Another published paper, considered exemplary scholarship by the journal that published it, contains this whopper: "Dog parks are microcosms where hegemonic masculinist norms governing queering behavior and compulsory heterosexuality can be observed in a cross-species environment."
The Grievance Studies Scandal: Five Academics Respond
Now, three academics have submitted twenty spoof manuscripts to journals chosen for respectability in their various disciplines. Seven papers were accepted before the experiment stopped; more are surviving peer review. This new raid on screamingly barmy pseudo-scholarship is the Alan Sokal Opening, weaponised. Like dedicated traceurs in a Parkour-fest, the trio scrambled over the terrain of what they call Grievance Studies. And they dropped fire-crackers. One published paper proposed that dog parks are "rape-condoning spaces." Another, entitled "Our Struggle is My Struggle: Solidarity Feminism as an Intersectional Reply to Neoliberal and Choice Feminism" reworked, and substantially altered, part of Mein Kampf. The most shocking, (not published, its status is "revise and resubmit") is a "Feminist Approach to Pedagogy." It proposes "experiential reparations" as a corrective for privileged students.

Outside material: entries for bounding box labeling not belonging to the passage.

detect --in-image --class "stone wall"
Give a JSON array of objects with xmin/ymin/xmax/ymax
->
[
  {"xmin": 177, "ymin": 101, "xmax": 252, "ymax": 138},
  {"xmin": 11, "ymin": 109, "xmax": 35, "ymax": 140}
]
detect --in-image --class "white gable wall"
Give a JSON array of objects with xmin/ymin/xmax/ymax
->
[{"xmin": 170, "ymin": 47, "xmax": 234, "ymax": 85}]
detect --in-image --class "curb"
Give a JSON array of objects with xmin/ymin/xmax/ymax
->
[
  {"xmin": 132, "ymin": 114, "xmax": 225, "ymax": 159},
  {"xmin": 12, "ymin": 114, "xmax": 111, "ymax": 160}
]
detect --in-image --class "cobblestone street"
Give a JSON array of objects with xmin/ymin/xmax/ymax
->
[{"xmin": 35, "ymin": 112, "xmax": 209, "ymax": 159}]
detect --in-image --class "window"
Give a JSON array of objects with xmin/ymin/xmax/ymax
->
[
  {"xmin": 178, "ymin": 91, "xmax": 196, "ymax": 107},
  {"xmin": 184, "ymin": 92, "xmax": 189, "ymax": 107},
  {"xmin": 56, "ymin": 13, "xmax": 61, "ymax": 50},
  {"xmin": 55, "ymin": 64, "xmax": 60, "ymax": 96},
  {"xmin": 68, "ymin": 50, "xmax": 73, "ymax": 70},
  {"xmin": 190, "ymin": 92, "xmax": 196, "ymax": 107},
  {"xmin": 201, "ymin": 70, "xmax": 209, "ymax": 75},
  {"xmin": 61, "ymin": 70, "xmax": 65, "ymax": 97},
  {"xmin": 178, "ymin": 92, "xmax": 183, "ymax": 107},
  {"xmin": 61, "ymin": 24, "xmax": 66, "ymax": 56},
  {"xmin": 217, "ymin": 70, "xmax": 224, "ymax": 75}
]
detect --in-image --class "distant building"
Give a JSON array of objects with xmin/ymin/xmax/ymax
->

These include sitting on the floor, wearing chains, or being purposely spoken over. Reviewers have commented that the authors risk exploiting underprivileged students by burdening them with an expectation to teach about privilege.
Also at WSJ.
Related: Publishing Stings Find Shoddy Peer Review
Absurd Paper Accepted by Open-Access Computer Science Journal
Media World Fooled with Bogus Chocolate Diet Story
(Score: 2) by hellcat on Thursday October 04 2018, @02:31PM (5 children)
Don't get sidetracked talking about crazy guys wielding power indiscriminately.
The subject at hand is how easy it is to fool "academic" journals with garbage.
Check out this link. Some academics are already trying to address the problem, though I think they are still too soft. Pun intended.
https://www.sciencemag.org/news/2018/08/generous-approach-replication-confirms-many-high-profile-social-science-findings [sciencemag.org]
Imagine if all our soft academics could agree (including Economics and Law please) on things like fiscal policy and judicial ethics.
(Score: 0) by Anonymous Coward on Thursday October 04 2018, @02:50PM (1 child)
Since the null hypothesis is going to be wrong there is 50-50 chance a "significant effect" will be seen in the same direction (with sufficient sample size).
https://www.nature.com/articles/s41562-018-0399-z [nature.com]
So the question is whether a 62% replication rate is meaningfully better than a 50% replication rate.
(Score: 0) by Anonymous Coward on Thursday October 04 2018, @03:58PM
According to the binomial distribution: Flip a fair coin 21 times, repeat this 1 million times, and about 20% (200k) sets will contain 13 or more heads. So we fail to reject the null hypothesis that psychology research is any better than having people just come up with ideas and flip a coin to test it.
(Score: 4, Funny) by Thexalon on Thursday October 04 2018, @05:47PM (2 children)
And the open-access pay-to-publish journal standards are of course even lower, to the point where the International Journal of Advanced Computer Technology published one of my favorite academic papers of all time: Get me off Your F***ing Mailing List [stanford.edu] I have to admit I've occasionally wanted to reference it when dealing with some of the political and non-profit groups I've encountered over the years.
The only thing that stops a bad guy with a compiler is a good guy with a compiler.
(Score: 2) by bootsy on Friday October 05 2018, @10:43AM (1 child)
I love that the references are actually vaid and useful. Pure genius.
(Score: 2) by Thexalon on Friday October 05 2018, @03:33PM
Actually, my favorite features of the paper are the flow diagram and scatter plot, but yes, the references are a nice touch.
The only thing that stops a bad guy with a compiler is a good guy with a compiler.